I nodded, and went back to looking out the window.
“The thing is,” Satoshi explained, “the director wants the Professor to explain how the aliens are attacking, but he wants a viewscreen behind him with a few dots and blips on it, you know just to have a bit of motion.”
“Right,” I said, “like a heart monitor.”
“Yeah,” he agreed. “a bit of jigu jagu.”
The car pulled up in front of the hospital.
“Hey!” he said brightly. “We’re there!” And with that he was out of the car with sprightly bounce, while I stammered and stuttered and all but threw ten thousand yen at the driver.
“Wait!” I yelled. “This is about zigzags! You’re here for zigzags?” but he was through the double doors and into the brightly lit hospital interior.
I caught up with him somewhere near the cardio-thoracic ward, where he blundered up to the nurse station and assailed a gaggle of petrified girls in pink uniforms.
“Let me through!” he intoned, flashing his Schoolgirl Milky Crisis fan club membership card like it was a police badge. “I’m an animator!”
“Ah yes,” said Pink Lady number one, with the faintest whiff of disdain. “We’ve been expecting you.”
I called Satoshi a series of rude names, but not as loudly as I wanted. There was something about the hospital environment that made me keep it quiet.
“I thought you were ill!” I hissed angrily.
“Dude,” he said, attaching electrodes to his chest. “I’m not ill, I’m working.”
With a flourish, he shoved a connector on his laptop into the heart monitor, and smiled proudly at his handiwork.
On the screen in front of him, a zigzag of bright green life blipped on the screen, followed by another.
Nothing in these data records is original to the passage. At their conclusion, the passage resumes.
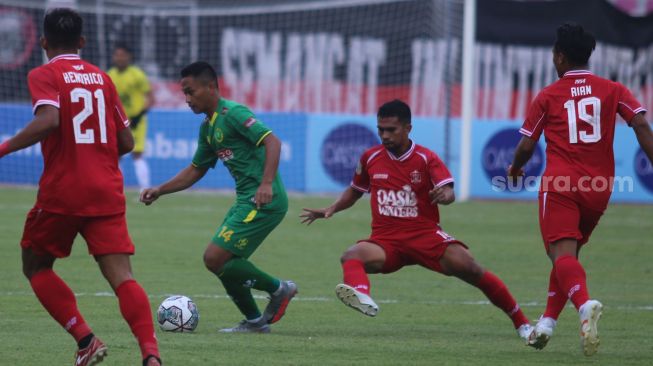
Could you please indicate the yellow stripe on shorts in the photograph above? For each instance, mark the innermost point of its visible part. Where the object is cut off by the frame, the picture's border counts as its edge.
(250, 216)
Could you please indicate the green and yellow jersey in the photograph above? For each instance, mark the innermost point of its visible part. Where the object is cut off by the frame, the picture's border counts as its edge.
(132, 86)
(234, 135)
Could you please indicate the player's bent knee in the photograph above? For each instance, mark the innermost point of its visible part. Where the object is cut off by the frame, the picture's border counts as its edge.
(352, 254)
(213, 263)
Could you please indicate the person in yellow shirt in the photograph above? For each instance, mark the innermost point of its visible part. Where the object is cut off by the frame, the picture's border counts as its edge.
(136, 96)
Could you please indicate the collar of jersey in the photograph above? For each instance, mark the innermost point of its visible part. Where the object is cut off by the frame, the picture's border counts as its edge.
(406, 155)
(213, 118)
(67, 56)
(577, 73)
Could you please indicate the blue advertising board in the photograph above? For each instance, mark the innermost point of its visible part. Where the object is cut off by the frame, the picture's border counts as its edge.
(171, 143)
(493, 144)
(336, 142)
(320, 153)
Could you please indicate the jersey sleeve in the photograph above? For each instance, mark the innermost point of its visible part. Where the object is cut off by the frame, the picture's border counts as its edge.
(628, 106)
(204, 156)
(116, 108)
(438, 172)
(245, 123)
(535, 118)
(361, 180)
(42, 88)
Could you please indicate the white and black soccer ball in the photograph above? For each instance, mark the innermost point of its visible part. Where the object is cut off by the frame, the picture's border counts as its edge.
(178, 314)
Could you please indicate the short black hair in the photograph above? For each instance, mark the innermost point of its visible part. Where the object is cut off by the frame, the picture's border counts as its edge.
(202, 71)
(123, 46)
(62, 28)
(575, 43)
(395, 108)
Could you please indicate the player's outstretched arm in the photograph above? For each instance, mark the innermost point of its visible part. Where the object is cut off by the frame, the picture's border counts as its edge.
(45, 121)
(523, 153)
(644, 134)
(272, 153)
(346, 200)
(179, 182)
(442, 195)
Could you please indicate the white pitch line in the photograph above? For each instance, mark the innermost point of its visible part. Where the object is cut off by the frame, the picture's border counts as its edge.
(330, 299)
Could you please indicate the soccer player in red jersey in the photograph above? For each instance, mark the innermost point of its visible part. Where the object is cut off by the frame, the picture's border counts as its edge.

Satoshi cackled to himself like a madman.
“Look at that!” he said. “Look at that! 24 frames a second, in real time!”
There was another blip from his heart, recorded in perfect digital format.
“That’s another one! That’s like, 20 minutes of animation time saved!” he giggled.
People like Satoshi are the blessing and the curse of modern anime. They haven’t been reared as artists, which means they never look for the artistic solution to a problem. They cut corners, sometimes with impressive originality, and sometimes to their work’s detriment. Today, I wasn’t sure which category we were looking at, but one thing was certain, Satoshi was compressing entire days of animation time into mere minutes by digitising his own heartbeat.
“Man, this is too slow,” he frowned after a time. “Get me a coffee. No! Get me six coffees!”
I stumbled out of the ward in search of a vending machine. When I came back, struggling with an armful of hot and cold cans, Satoshi was causing a stir. He’d given up waiting for me and was trying to speed up his heart rate by jumping up and down, screaming, and waving his arms.
“Can you get rid of him?” asked Pink Lady. “He’s freaking out my patients.”
Angrily, I silenced Satoshi with a scowl, and told him it was time to go.
“But the zigzags aren’t fast enough yet!” he wailed, breathlessly.
“You’ve got the raw data,” I said. “So take it back to the studio and speed it up.”
He sighed with relief and pulled the electrodes from his chest.
“Dude,” he said. “You’ve got the right mindset for this!”